Baca berita tanpa iklan. Gabung Kompas.com+

Seniman Memulai "Re-branding" Indonesia

Kompas.com - 09/09/2015, 19:24 WIB
"Apa nama musik ini?" kata Klaus Erhardt (47), seorang warga Jerman, ketika mendengar entakan musik dangdut di tepi Sungai Main, Frankfurt, Jerman, Minggu (30/8/2015) sore. Ketika disebutkan dangdut, dia masih bertanya, ”Apakah musik ini asli Indonesia?” ujarnya penasaran.

Ketika dijawab ya, dia hanya mangut-mangut. Ia berada di tengah-tengah penonton warga Jerman yang memadati panggung Indonesia di Festival Tepi Sungai atau Museums Uferfest di Frankfurt, Jerman.

Selanjutnya, Erhardt mengentak-entakkan kaki, kepala bergoyang, dan tangan dicoba digerakkan. Tak tahan mengikuti irama musik dangdut dari kelompok Banter Temen pimpinan Djaduk Ferianto, kemudian dia berjoget dan pinggul digoyang sekenanya.

”Ayo berjoget.
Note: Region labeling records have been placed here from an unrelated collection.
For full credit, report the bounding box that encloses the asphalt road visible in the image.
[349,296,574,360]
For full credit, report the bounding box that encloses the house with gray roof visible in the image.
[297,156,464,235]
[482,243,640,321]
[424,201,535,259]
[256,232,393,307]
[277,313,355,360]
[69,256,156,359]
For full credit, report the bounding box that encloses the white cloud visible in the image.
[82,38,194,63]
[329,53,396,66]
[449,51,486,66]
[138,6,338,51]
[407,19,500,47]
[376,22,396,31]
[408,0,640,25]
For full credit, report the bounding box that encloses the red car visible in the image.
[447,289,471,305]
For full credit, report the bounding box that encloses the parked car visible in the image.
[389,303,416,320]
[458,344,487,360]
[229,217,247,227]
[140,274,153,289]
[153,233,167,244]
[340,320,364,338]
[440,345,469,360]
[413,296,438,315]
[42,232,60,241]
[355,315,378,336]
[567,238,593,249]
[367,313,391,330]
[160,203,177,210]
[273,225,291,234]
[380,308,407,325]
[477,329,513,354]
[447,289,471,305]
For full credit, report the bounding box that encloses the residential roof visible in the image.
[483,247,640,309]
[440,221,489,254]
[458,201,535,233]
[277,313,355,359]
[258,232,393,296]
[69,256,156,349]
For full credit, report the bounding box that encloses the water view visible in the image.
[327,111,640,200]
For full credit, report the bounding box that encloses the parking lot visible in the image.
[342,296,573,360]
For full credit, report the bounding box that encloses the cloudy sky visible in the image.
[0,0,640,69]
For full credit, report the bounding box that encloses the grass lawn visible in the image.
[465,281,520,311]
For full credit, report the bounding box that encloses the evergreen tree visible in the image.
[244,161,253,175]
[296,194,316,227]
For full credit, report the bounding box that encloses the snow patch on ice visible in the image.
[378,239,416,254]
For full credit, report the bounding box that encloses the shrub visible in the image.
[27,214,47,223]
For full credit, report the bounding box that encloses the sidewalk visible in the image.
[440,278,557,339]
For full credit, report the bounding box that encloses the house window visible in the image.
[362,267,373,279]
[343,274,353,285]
Joget saja sebisanya,” kata Atase Pendidikan dan Kebudayaan Kedubes RI di Jerman Agus Rubiyanto, ketika melihat penonton masih malu-malu berjoget. ”Joget dangdut tidak ada aturan seperti salsa atau tango. Joget saja, yang penting enak,” kata Agus yang sudah lebih dari tujuh tahun kuliah dan bertugas di Jerman.
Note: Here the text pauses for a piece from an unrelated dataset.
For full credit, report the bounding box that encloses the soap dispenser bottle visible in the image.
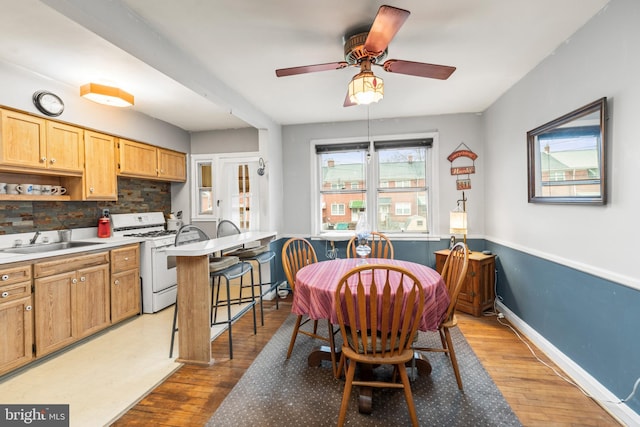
[98,210,111,238]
Penonton akhirnya memang tak tahan untuk berdiam diri. Entakan gendang yang mengiri lagu ”Terajana”, ”Kopi Dangdut”,”Begadang”, dan lagu-lagu dangdut lainnya menghanyutkan penonton yang sebagian besar warga Jerman untuk berjoget. Pinggul digoyang, tangan digerakkan, kaki menari sekenanya. ”Serrr… serrr…” dan celetukan Djaduk lainnya membuat penonton betah bergoyang. Keringat bercucuran, di tengah musim panas Jerman, tak mereka hiraukan.

Penuh antusias

Bukan cuma lagu-lagu dangdut yang memesona warga Jerman. Penampilan Kua Etnika pimpinan Djaduk Ferianto dengan beragam alat musik yang terasa unik bagi warga Jerman juga sangat memesona. Warga Jerman makin antusias ketika ditampilkan kesenian barong osing dari Banyuwangi.
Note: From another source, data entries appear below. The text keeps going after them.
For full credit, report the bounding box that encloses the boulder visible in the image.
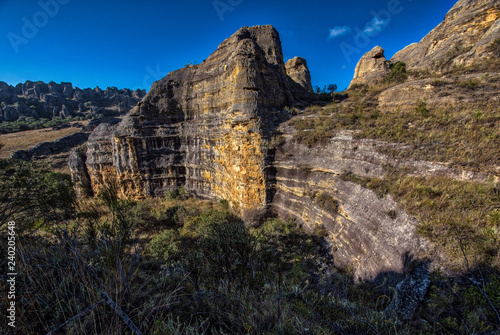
[349,46,390,88]
[285,57,314,93]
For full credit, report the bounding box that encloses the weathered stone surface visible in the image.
[349,46,390,87]
[285,57,314,93]
[391,0,500,72]
[68,147,92,197]
[76,26,305,212]
[11,132,90,160]
[0,81,146,122]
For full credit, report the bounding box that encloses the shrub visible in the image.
[388,61,408,83]
[314,193,339,213]
[415,100,430,118]
[458,79,479,91]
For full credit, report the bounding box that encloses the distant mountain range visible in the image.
[0,80,146,122]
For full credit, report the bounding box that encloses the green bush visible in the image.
[388,61,408,83]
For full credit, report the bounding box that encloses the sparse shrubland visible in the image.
[0,161,500,334]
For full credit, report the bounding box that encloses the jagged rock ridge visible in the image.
[391,0,500,72]
[349,46,390,87]
[285,57,314,93]
[0,81,146,122]
[73,26,312,215]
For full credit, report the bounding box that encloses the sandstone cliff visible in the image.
[391,0,500,72]
[349,46,390,87]
[73,26,305,212]
[285,57,314,93]
[71,1,498,279]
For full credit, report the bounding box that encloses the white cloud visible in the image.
[363,17,389,35]
[329,26,351,38]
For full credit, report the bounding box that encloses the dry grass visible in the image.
[0,121,88,158]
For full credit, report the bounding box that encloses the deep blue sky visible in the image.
[0,0,455,90]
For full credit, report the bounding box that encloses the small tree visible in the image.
[328,84,338,95]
Kesenian tradisional yang didatangkan langsung dari Desa Kemiren, Kecamatan Glagah, Banyuwangi, ini menampilkan ayam raksasa berwarna dominan merah dan kuning, saling bertarung di arena. ”Ayam” saling serang, loncat dan lari saat atraksi. Debu beterbangan di sekitar panggung. Kemudian datang barong yang dengan atraktif menari-nari di sekitar panggung.

Dua penyanyi sekaligus penari Gandrung Banyuwangi, Mbok Temu dan Kismiyati atau Miya, meredakan suasana dengan nyanyian mistis penolak bala serta tarian klasik yang menghibur. Tak berlangsung lama, muncul penari-penari kuda lumping yang memainkan pecut di tengah penonton.

Suara pecut yang mengentak terasa menyeramkan, tetapi justru membuat penonton semakin penasaran. Pengunjung Festival Tepi Sungai yang memadati 8 kilometer kiri dan kanan Sungai Main, perlahan-lahan memadati panggung Indonesia yang terletak di antara Jembatan Holbeinsteg dan Jembatan Untermainbrucke.

Panggung Indonesia memang paling besar dalam festival kesenian dan kebudayaan terakbar di Eropa ini. Sebagai tamu kehormatan dalam festival yang dikunjungi sekitar 3 juta orang ini, Indonesia mendapat tempat terluas, yakni 10 meter x 80 meter. Penunjukan Indonesia sebagai tamu kehormatan festival, seiring dengan ditetapkannya Indonesia sebagai tamu kehormatan di Frankfurt Book Fair 2015, Oktober mendatang.

Dalam Festival Tepi Sungai ini, Indonesia juga menyediakan berbagai kuliner khas, mulai dari nasi goreng, sate, lumpia, batagor, nasi kuning, hingga bakwan yang semuanya habis selama tiga hari penyelenggaraan festival.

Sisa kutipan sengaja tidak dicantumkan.